転職エージェントのマーケティング担当として、求人企業とコンサルタントとの交渉を学ぶ目的で何度か営業同行させてもらったことがあります。そのなかで人事採用担当者に候補者のレジュメを提案する場面があったのですが、とても印象的な事例がありましたのでご紹介します。

 

履歴書は手書きでないと選考NGとする企業もある

その求人企業は東京上野に本社を構える日系の中堅メーカーでした。財務基盤が固く、経済的に安定して働きたいという思考の方にとってはなかなか魅力的な企業でした。コンサルタントが人事採用担当者と商談しているなかで、2名の候補者の履歴書と職務経歴書を提示しました。しかし、人事採用担当者は、1名の書類は目を通すこともなく返してきました。

コンサルタントは少し驚いた様子で、なぜ見てくれないのかと理由を尋ねました。すると人事採用担当者は「履歴書が手書きでないから」とのお返事です。

「ええー?」というのが私の正直な感想でしたが、人事採用担当者曰く、履歴書や職務経歴書は必ず役員に回覧されること、役員のなかに履歴書だけは手書きでないと絶対駄目だというポリシーを持つ者がいるからという理由を説明してくれました。

こうした生々しい現場のやり取りを目の当たりにして驚きはしたものの、一方でなるほどなとも思いました。

人材業界や人事、あるいは管理職など採用権を持った立場で仕事をしてきた方なら知っていると思いますが、人材を採用する時の基準というのはとても曖昧です。極論を言ってしまえば、人事採用担当者や採用に関わる役員の気分次第で内定を出しています。

この実態を案外多くの求職者の方は知りません。

多くの求職者の方は、企業とは厳格な基準やルールに沿って選考が進んでいると思いこんでいるようです。この理由は、日本特有ではありますが、難関校を出ていれば大手企業に入れるという就活のカルチャーが多くの求職者にそう思わせているものと言えます。
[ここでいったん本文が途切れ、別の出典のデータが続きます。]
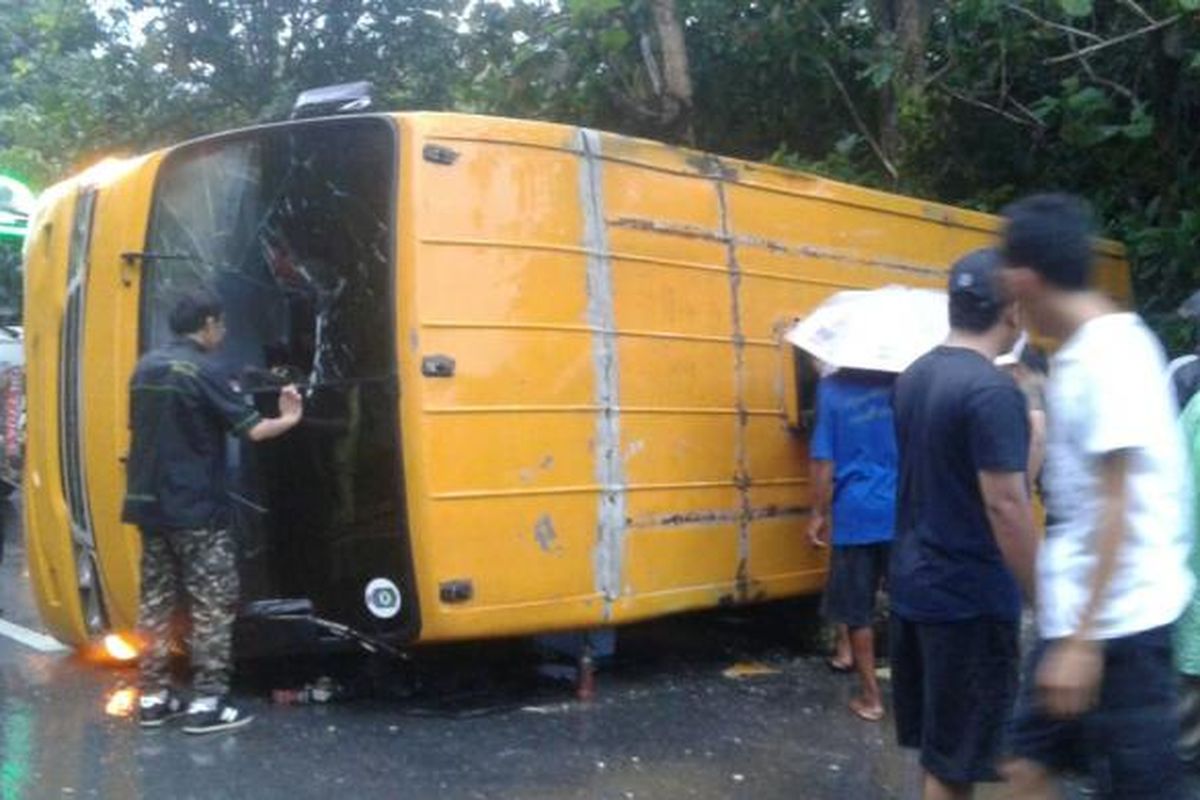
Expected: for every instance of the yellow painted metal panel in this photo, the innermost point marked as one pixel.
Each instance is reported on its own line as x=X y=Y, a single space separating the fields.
x=47 y=531
x=109 y=354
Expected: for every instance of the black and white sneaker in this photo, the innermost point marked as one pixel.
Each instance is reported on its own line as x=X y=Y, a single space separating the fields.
x=210 y=715
x=155 y=710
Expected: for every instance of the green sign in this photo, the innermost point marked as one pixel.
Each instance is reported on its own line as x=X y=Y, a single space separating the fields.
x=16 y=206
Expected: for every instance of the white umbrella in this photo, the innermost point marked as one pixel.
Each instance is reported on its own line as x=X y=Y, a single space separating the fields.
x=881 y=329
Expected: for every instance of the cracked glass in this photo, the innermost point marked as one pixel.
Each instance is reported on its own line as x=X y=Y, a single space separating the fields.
x=292 y=227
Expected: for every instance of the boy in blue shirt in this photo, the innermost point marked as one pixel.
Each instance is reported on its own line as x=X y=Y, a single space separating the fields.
x=853 y=455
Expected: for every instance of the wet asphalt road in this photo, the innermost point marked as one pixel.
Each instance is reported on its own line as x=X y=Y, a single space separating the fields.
x=473 y=721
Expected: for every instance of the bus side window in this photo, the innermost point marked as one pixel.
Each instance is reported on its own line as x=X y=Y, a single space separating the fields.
x=799 y=388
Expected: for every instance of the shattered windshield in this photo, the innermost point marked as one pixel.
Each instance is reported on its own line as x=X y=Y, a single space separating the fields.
x=292 y=227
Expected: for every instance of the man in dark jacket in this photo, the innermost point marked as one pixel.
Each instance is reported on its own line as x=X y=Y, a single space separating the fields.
x=181 y=410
もちろん中途の転職の場合もそうしたケースはありますが就活ほどのシビアさは無く、上の事例で挙げたようなことが日常的に起こります。表現は悪いかもしれませんが、社会人の転職や採用とは、言ってしまえば水物なのです。

さて、この上野にある日系中堅メーカーの場合、履歴書を手書きで書いてないという理由だけで採用の土台にも登りませんでした。

事前にこの情報を入手できていなかったコンサルタントの力量不足と、この求人企業のカルチャー的な問題はさておき、まずこの企業から内定を得ようとしたら履歴書は手書きでないと決して受からないということは紛れもない事実です。

そして転職エージェントのコンサルタントがこの情報を持っていれば、事前に候補者に指南することができます。

これはあくまで極端な一例ではありますが、転職エージェントのサービスのなかで、履歴書や職務経歴書のアドバイスには、内定を得るための貴重な情報があります。

コンサルタントから求人提案を受け、応募意思を固めた求人が見つかり履歴書や職務経歴書を作成する場合には、ぜひコンサルタントからのアドバイスを素直に聞きながら書類に反映させていきましょう。